Screening and characterization of a GH78 α-l-rhamnosidase from Aspergillus terreus and its application in the bioconversion of icariin to icaritin with recombinant β-glucosidase.

In this study, a GH78 α-L-rhamnosidase AtRha from Aspergillus terreus CCF3059 was screened and expressed in Pichia pastoris KM71H. The maximum enzyme activity of AtRha was 1000 U/mL after 12 days. AtRha was most active at 65 °C and pH 6.5, displaying excellent thermal stability and pH stability.
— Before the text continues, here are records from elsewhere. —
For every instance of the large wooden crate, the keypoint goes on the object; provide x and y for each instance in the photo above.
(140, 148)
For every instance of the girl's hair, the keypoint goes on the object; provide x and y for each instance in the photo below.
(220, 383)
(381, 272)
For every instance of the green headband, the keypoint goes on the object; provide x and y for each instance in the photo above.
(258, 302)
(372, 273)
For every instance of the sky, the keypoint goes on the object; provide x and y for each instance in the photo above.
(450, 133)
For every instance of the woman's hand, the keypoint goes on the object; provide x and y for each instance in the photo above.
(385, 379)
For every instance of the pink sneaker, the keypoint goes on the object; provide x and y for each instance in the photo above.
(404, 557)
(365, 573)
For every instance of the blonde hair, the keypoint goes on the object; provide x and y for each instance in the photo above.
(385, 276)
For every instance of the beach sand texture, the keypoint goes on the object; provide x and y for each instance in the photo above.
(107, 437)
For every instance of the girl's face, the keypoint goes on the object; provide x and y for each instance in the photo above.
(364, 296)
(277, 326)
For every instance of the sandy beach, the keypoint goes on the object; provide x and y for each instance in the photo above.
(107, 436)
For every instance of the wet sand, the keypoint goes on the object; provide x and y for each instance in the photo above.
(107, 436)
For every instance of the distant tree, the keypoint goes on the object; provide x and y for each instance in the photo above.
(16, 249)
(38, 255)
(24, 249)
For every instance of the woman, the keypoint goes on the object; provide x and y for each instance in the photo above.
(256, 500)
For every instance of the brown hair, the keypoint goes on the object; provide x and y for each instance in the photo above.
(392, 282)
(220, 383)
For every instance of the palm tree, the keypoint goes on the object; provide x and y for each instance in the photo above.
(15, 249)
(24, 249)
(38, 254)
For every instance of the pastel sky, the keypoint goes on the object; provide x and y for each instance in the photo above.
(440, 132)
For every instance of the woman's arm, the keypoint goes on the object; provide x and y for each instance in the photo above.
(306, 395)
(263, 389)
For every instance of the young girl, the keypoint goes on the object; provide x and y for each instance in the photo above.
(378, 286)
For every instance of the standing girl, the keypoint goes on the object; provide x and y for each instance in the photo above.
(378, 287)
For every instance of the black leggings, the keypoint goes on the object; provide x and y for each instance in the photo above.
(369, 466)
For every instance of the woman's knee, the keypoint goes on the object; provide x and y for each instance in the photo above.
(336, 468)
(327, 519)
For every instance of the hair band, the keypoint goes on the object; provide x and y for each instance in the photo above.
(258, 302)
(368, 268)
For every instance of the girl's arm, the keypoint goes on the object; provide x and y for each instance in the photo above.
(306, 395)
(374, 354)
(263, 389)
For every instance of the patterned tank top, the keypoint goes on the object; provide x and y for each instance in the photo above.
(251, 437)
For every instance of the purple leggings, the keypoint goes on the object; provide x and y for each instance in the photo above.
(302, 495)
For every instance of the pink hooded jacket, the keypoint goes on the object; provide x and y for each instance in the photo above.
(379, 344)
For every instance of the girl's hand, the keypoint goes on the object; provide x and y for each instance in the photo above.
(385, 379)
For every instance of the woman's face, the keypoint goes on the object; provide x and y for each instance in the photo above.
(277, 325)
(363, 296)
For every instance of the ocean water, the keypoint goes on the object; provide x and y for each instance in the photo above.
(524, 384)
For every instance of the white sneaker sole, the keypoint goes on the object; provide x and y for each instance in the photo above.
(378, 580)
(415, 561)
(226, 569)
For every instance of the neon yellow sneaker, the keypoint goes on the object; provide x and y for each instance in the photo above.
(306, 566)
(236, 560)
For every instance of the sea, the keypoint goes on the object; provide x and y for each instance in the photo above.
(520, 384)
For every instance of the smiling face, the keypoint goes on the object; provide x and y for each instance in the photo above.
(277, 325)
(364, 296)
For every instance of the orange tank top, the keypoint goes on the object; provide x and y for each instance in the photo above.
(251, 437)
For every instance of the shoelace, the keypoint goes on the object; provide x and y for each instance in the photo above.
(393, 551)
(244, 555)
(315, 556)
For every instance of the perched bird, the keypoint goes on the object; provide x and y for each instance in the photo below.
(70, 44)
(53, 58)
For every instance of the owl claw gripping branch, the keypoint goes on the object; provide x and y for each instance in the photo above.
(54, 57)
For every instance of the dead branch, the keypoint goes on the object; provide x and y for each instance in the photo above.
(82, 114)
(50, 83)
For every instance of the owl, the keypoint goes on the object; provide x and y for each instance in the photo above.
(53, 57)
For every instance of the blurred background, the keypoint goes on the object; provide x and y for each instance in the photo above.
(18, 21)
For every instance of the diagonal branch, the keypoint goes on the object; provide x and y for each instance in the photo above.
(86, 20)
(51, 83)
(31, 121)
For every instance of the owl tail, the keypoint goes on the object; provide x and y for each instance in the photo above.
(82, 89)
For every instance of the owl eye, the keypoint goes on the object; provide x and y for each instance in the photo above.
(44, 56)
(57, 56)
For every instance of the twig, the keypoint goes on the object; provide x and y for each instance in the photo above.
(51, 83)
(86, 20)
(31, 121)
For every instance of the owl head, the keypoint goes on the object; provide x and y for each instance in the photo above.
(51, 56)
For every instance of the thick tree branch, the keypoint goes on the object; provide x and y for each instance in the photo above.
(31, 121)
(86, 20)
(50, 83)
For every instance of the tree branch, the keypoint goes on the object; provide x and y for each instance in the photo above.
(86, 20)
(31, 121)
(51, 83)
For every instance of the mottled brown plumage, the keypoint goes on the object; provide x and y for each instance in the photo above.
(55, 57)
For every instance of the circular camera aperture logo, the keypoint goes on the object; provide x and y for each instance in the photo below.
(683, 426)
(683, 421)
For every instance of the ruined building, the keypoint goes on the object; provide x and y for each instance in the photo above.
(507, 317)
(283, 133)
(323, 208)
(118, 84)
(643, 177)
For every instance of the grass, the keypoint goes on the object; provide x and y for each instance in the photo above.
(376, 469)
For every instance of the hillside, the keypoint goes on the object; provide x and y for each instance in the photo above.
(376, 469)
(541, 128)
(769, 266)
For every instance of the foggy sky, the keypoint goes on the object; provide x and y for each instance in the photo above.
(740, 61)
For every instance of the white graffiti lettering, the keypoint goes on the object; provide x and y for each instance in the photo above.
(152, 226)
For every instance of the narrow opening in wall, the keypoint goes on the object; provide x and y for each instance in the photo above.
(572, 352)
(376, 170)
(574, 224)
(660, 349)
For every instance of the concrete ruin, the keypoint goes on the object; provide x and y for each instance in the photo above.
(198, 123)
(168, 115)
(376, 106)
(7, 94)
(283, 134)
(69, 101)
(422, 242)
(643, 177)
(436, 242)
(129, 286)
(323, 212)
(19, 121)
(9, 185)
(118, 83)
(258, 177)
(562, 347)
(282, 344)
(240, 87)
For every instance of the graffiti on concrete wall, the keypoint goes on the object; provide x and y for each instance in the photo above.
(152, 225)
The kinetic parameters Km, Vmax, kcat and kcat/Km values for pNPR were 0.481 mM, 659 μmol/min·mg, 1065 s-1 and 2214 s-1mM-1, respectively. AtRha could be inhibited by Fe2+, Hg2+ and Cu2+. Moreover, it displayed good tolerance to organic reagents with 52.6% activity in 15%(w/v) methanol. AtRha can hydrolyze icariin containing the α-1 rhamnoside linkage. Furthermore, AtRha and β-glucosidase TthBg3 showed excellent selectivity to cleave the rhamnose at the 3rd position and the glucosyl at the C-7 group of icariin, which established an effective and green method to produce the more pharmacological active icaritin. In addition, the optimal enzyme addition schemes and the reaction conditions were screened and optimized. After a two-stage transformation under optimized conditions, 0.5 g/L of icariin was transformed into 0.25 g/L of icaritin, with a corresponding molar conversion rate of 91.2%. Our findings provide a new, specific and cost-effective method for the production of icaritin in the industry.